Date of Award
Doctor of Philosophy (PhD)
The call for engaging undergraduate students in internships is getting louder, not fading away. Undergraduate students are increasingly faced with experiential learning requirements that complement their studies and provide real world experience to increase marketability when looking for a job. This qualitative research study explores the experience of interns from racially minoritized populations to gain understanding of how racial microaggressions are experienced at this unique time. Research has shown that racial microaggressions are experienced in school environments (Beasley as reported in Jones, 2013; Burns, 2014; Davila, 2014; Solorzano, Ceja, & Yosso, 2000) and workplace environments (Flores, 2013; Gardner & Tyson, 1994), thus this research study assumed that racial microaggressions would occur during internships.
Using hermeneutic phenomenology as a methodology, the researcher interviewed six participants twice to investigate their experiences with racism and racial microaggressions experienced during their internships. The interview transcripts were analyzed using Interpretive Phenomenological Analysis (IPA) to code and develop themes across participant descriptions (Smith, Flowers, & Larkin, 2009).

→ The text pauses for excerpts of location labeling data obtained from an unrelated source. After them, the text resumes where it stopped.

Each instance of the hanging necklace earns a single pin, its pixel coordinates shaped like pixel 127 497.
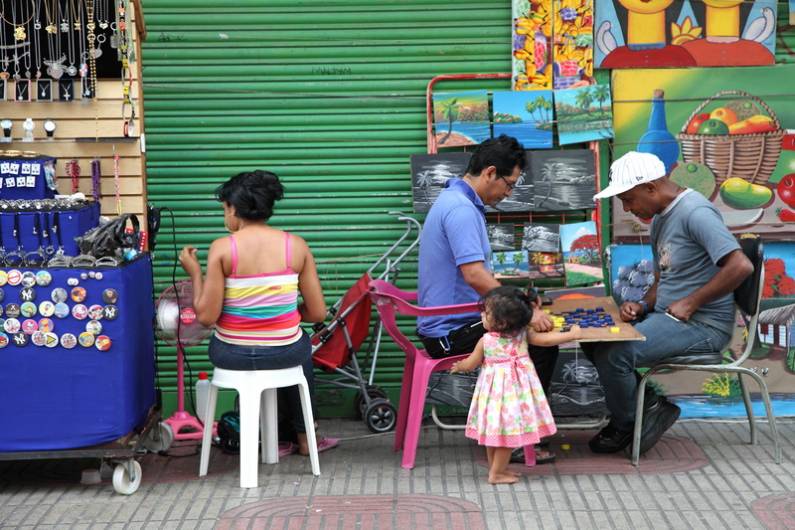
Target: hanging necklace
pixel 15 57
pixel 92 52
pixel 20 34
pixel 71 50
pixel 102 14
pixel 82 46
pixel 55 67
pixel 4 59
pixel 37 38
pixel 64 14
pixel 75 18
pixel 28 56
pixel 50 28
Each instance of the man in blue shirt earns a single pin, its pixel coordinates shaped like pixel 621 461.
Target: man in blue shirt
pixel 455 254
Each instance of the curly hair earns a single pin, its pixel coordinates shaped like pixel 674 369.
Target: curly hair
pixel 509 308
pixel 504 153
pixel 253 194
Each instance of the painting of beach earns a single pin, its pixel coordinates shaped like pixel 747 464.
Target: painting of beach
pixel 430 173
pixel 461 118
pixel 581 258
pixel 584 114
pixel 527 116
pixel 563 180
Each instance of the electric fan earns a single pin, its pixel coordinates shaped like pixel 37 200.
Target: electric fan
pixel 177 325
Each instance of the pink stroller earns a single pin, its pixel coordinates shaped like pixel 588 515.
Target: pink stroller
pixel 336 343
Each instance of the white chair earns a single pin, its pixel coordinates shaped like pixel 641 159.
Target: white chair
pixel 257 388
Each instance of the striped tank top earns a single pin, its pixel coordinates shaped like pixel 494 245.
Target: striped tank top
pixel 260 309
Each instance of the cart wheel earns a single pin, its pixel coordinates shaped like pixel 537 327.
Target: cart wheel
pixel 359 404
pixel 122 482
pixel 159 439
pixel 380 416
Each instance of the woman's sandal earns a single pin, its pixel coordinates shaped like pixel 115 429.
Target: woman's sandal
pixel 287 448
pixel 323 444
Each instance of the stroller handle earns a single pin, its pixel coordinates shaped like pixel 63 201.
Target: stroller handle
pixel 411 224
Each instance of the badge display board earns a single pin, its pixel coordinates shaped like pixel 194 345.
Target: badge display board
pixel 27 178
pixel 59 397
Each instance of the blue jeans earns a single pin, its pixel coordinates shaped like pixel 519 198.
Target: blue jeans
pixel 234 357
pixel 665 337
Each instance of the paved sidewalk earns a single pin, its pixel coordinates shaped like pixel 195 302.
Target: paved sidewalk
pixel 701 475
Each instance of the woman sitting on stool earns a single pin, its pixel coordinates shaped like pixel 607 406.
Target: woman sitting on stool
pixel 251 292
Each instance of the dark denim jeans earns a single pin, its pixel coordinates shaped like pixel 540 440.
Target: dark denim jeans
pixel 665 337
pixel 234 357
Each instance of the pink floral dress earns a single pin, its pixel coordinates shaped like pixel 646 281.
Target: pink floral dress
pixel 509 408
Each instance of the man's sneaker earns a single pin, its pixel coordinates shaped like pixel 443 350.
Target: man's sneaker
pixel 656 421
pixel 610 440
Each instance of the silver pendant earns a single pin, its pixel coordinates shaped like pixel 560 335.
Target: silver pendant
pixel 55 70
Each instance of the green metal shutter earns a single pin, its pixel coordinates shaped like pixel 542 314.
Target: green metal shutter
pixel 328 95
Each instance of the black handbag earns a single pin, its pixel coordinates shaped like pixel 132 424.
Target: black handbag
pixel 111 238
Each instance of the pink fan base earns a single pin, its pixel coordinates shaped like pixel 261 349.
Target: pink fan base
pixel 185 426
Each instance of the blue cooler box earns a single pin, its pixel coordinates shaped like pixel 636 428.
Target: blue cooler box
pixel 60 398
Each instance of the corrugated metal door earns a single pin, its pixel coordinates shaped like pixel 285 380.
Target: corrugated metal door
pixel 329 95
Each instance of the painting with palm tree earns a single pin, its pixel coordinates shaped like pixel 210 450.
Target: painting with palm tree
pixel 430 173
pixel 501 236
pixel 527 116
pixel 581 256
pixel 563 180
pixel 461 118
pixel 584 114
pixel 542 243
pixel 510 264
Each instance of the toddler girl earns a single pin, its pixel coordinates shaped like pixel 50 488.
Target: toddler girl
pixel 508 408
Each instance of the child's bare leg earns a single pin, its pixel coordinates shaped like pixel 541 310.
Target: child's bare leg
pixel 498 473
pixel 489 455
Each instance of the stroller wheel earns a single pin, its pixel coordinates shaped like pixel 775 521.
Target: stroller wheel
pixel 380 416
pixel 359 403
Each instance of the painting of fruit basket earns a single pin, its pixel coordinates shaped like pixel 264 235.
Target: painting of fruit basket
pixel 734 130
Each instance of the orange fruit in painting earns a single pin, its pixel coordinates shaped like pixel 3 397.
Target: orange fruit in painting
pixel 725 115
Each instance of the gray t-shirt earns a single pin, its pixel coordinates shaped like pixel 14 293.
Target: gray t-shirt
pixel 688 239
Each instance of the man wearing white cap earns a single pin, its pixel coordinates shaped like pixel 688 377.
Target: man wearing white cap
pixel 689 309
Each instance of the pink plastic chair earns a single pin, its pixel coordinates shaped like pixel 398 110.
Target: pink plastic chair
pixel 390 302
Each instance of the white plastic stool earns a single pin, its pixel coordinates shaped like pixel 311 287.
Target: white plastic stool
pixel 258 387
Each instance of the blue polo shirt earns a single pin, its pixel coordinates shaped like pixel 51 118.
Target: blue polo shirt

Four prevalent themes emerged from the data: (1) subtle racial microaggressions, (2) environmental racial microaggressions, (3) microassaults, and (4) absence of racial microaggressions. The absence of racial microaggressions is included in the findings to include all participant experiences and provide another dimension into the intern experience. The theme of subtle racial microaggressions includes two additional topics to address participant questioning and confusion: (1) attributional ambiguity and (2) intersectionality.
The findings of this research study have implications for the practice of intern programs: (1) internship seminar curricula changes to increase opportunities for interns from minoritized populations to explore how racial microaggressions experienced affect their sense of self and their experience; (2) training in identifying and responding to interns who have experienced racial microaggressions; and (3) training for internship supervisors to become more attuned to how racial microaggressions or issues of race may play out for interns from minoritized populations.
Marshall, Diana M., "“Missing a Crucial Asset”: Minoritized Students’ Experiences of Race and Racism During the Internship" (2016). Open Access Dissertations. Paper 460.